Conflicted about emotions: ecological grief, love and truth

Emotions are important in explaining our motivations and behaviour but have been left out of the discourse on climate change. Mental health impacts of climate change need to be acknowledged. We need a collective mourning of what we are losing so we create space for the new, better ways of living

Our emotions are inextricably linked with our motivations: they direct our attention and guide our behaviour, but in the rational, scientific culture which dominates official discourse on climate change, they have largely been left out.  Nadine Andrews, a member of the Climate Psychology Alliance and new Green House core group member, describes her experience of working with the IPCC to bring a psychosocial perspective to their work.  “Facing the facts of climate change and ecological crisis involves encountering powerful feelings that can be difficult to bear.

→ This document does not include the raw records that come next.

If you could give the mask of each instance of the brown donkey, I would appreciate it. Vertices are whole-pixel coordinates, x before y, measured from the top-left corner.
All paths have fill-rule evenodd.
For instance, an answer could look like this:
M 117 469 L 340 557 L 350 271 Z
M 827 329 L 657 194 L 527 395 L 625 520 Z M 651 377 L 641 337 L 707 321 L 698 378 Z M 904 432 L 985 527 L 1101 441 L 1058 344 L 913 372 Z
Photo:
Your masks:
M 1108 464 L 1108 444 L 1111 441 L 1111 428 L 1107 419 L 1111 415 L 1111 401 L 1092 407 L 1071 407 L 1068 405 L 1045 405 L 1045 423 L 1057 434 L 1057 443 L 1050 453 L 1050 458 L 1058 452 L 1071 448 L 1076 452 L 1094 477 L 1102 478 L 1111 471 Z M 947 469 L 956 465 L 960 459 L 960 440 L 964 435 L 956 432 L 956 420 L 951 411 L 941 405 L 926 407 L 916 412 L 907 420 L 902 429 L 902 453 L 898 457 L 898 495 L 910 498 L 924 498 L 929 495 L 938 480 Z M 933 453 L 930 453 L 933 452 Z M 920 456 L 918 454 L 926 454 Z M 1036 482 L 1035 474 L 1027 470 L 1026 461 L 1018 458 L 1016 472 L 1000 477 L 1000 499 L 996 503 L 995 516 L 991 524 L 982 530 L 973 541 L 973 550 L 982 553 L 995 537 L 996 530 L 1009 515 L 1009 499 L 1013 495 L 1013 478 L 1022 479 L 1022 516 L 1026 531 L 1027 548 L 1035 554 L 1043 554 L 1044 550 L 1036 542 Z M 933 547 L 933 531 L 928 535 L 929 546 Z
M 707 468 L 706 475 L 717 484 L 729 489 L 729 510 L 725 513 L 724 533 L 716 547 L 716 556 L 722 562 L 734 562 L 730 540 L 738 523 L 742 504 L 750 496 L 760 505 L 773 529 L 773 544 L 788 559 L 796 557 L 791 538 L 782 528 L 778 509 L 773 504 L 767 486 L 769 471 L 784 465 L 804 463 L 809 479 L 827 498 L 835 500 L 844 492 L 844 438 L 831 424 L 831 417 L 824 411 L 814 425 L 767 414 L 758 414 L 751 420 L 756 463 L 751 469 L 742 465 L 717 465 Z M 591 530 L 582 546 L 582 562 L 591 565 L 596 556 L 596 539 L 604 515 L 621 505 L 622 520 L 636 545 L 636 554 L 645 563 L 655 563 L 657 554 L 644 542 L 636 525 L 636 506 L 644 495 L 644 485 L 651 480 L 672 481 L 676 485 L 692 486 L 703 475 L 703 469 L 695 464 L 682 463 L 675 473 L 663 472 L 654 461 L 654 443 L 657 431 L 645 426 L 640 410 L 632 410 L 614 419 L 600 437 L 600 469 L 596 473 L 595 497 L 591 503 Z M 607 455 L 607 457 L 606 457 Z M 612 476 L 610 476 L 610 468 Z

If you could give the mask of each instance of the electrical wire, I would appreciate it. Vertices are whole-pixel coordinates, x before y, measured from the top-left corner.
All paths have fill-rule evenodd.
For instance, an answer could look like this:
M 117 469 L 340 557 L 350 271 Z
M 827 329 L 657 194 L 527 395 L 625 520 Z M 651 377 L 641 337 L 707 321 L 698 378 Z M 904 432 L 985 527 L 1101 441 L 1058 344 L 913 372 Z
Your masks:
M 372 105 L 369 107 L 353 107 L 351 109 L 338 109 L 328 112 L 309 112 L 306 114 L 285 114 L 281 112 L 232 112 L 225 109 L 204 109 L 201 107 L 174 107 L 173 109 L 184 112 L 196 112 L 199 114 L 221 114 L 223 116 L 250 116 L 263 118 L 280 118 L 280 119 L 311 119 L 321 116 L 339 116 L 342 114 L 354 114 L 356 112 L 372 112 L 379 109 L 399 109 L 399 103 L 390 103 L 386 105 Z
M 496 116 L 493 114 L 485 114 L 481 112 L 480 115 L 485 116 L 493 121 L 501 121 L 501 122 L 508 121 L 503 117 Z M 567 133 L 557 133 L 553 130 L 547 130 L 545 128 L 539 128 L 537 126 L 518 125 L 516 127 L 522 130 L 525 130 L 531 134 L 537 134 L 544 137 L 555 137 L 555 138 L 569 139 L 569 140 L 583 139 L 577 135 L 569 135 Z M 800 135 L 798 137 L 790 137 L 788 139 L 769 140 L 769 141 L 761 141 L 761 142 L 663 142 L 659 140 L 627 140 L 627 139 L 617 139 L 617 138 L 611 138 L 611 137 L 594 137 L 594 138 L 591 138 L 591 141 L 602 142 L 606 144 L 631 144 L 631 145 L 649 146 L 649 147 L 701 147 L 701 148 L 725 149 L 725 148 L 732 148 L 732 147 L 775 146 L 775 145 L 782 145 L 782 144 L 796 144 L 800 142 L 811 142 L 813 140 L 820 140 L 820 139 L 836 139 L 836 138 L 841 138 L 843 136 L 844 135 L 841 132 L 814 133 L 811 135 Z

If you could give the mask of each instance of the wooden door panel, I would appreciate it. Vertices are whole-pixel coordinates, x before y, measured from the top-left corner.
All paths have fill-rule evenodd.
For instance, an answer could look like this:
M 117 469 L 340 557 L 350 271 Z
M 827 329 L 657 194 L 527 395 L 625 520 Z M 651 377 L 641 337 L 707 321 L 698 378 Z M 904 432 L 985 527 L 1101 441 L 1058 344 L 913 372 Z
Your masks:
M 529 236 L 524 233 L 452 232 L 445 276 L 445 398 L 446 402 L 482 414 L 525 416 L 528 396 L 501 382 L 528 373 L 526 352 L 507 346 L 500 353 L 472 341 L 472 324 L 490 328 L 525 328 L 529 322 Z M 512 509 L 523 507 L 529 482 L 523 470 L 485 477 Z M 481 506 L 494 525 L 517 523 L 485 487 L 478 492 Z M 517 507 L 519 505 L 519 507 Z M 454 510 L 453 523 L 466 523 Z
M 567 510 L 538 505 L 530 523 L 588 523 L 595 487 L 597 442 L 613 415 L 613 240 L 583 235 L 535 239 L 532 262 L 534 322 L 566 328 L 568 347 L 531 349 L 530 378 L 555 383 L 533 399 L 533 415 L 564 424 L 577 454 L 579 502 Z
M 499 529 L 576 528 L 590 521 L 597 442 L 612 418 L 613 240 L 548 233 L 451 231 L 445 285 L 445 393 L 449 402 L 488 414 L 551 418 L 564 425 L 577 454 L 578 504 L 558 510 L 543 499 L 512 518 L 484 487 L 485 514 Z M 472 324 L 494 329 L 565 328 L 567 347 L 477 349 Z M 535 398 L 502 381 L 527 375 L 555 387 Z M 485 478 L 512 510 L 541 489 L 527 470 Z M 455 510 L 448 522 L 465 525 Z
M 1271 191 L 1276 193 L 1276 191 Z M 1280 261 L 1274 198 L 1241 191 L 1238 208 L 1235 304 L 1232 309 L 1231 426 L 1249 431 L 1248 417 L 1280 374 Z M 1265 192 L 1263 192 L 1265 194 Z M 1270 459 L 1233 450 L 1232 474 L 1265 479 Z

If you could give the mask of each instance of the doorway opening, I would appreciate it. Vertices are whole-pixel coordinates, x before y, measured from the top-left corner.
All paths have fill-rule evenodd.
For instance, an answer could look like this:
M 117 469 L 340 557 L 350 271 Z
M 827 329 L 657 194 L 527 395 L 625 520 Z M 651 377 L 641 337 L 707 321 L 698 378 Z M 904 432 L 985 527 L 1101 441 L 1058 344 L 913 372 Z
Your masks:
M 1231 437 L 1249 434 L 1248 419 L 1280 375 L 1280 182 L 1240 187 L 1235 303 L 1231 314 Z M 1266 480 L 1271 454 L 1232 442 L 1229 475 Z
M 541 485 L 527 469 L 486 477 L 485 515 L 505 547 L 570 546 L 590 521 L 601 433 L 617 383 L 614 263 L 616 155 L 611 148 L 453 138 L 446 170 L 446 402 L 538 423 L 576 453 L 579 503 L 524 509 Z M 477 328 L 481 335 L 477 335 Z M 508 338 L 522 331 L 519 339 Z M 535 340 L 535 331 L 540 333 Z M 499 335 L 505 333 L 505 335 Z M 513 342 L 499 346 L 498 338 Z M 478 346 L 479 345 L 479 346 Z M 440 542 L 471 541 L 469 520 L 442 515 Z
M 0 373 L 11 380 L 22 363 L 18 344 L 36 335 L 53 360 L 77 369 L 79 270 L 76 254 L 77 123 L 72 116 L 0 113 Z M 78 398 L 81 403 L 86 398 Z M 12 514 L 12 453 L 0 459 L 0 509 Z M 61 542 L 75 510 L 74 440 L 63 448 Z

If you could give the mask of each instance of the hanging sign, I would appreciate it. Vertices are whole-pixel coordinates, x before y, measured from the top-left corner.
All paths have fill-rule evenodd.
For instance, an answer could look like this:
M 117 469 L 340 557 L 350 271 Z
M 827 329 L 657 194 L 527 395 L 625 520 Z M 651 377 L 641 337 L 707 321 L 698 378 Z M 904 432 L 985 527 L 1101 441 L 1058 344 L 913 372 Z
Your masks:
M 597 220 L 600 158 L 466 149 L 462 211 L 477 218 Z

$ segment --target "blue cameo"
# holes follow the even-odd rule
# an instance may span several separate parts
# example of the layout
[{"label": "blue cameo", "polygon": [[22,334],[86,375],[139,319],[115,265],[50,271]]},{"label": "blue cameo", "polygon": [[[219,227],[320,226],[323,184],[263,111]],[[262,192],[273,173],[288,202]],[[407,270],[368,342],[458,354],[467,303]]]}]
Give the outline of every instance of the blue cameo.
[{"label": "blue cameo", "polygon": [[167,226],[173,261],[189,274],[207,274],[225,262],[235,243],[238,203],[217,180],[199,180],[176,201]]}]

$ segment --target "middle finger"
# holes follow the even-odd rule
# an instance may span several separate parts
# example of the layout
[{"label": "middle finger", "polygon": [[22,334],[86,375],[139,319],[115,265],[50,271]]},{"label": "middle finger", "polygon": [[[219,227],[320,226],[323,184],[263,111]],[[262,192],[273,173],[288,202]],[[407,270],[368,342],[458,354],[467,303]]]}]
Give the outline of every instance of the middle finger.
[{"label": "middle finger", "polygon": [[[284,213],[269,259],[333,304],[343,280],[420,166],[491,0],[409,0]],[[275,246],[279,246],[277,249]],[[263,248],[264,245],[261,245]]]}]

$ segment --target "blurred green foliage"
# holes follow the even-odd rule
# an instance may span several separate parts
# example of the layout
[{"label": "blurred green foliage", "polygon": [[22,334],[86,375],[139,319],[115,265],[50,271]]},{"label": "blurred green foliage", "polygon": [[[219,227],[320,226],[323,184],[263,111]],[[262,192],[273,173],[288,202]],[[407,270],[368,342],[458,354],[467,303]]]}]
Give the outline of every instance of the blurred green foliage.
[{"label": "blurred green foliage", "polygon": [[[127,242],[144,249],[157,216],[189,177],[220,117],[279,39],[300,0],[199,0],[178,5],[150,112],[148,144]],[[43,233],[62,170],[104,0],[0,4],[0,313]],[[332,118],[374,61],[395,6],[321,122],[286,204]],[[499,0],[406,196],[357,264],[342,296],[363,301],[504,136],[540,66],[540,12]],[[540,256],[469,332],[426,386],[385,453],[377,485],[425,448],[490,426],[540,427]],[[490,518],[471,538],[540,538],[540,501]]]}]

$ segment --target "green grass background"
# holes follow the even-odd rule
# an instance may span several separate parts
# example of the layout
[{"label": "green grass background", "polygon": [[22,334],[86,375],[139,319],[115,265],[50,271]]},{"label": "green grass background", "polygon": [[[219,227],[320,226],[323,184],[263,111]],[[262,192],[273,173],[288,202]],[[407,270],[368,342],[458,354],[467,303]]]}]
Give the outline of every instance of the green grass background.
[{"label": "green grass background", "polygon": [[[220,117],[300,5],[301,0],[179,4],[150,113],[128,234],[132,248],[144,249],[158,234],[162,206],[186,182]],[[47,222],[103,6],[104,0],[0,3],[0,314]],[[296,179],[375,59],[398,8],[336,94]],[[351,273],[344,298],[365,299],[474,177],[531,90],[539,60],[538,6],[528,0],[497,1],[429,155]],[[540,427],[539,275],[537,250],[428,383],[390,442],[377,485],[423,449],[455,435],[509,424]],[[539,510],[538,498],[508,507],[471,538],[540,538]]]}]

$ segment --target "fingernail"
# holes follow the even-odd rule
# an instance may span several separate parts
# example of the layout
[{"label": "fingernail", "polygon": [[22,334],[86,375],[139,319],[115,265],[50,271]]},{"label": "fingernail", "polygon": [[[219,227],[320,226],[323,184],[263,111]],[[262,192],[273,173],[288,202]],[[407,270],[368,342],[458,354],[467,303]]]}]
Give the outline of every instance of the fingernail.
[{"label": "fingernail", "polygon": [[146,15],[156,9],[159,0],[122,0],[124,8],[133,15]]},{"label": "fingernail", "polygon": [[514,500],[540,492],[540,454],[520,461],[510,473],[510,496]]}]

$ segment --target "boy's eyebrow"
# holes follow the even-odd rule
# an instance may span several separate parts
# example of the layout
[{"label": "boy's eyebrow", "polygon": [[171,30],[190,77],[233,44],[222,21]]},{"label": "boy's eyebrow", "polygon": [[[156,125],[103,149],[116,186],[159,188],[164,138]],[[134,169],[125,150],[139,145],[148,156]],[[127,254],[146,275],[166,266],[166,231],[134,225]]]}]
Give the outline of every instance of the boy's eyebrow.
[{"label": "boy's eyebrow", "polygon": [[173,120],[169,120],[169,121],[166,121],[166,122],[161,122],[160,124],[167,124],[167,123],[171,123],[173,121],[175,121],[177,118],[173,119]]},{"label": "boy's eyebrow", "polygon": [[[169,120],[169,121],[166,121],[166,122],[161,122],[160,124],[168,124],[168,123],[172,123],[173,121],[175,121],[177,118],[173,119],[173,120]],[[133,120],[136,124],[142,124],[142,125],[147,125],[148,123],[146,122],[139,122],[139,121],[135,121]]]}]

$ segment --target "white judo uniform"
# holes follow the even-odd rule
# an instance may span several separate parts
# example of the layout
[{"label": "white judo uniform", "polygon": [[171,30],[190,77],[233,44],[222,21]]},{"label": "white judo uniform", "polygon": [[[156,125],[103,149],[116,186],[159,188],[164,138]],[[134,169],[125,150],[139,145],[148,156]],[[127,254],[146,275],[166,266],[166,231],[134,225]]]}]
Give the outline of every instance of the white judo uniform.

How we deal with these feelings shapes how we respond to the crisis, and will be critical in determining whether our responses are ultimately adaptive or maladaptive”.  Mental health impacts of climate change need to be acknowledged: not just the trauma from extreme weather events but the grief felt at experienced or anticipated loss of species, ecosystems or landscapes.  Nadine explains that she has “come to the view that one of the most important projects of this moment is to work on creating new social norms for expressing our feelings about climate and ecological crisis”.  We need a public and collective mourning of what we are losing, so we can let go of what is lost and what no longer serves us, thereby creating a space for the new, for better ways of living - with each other and the Earth.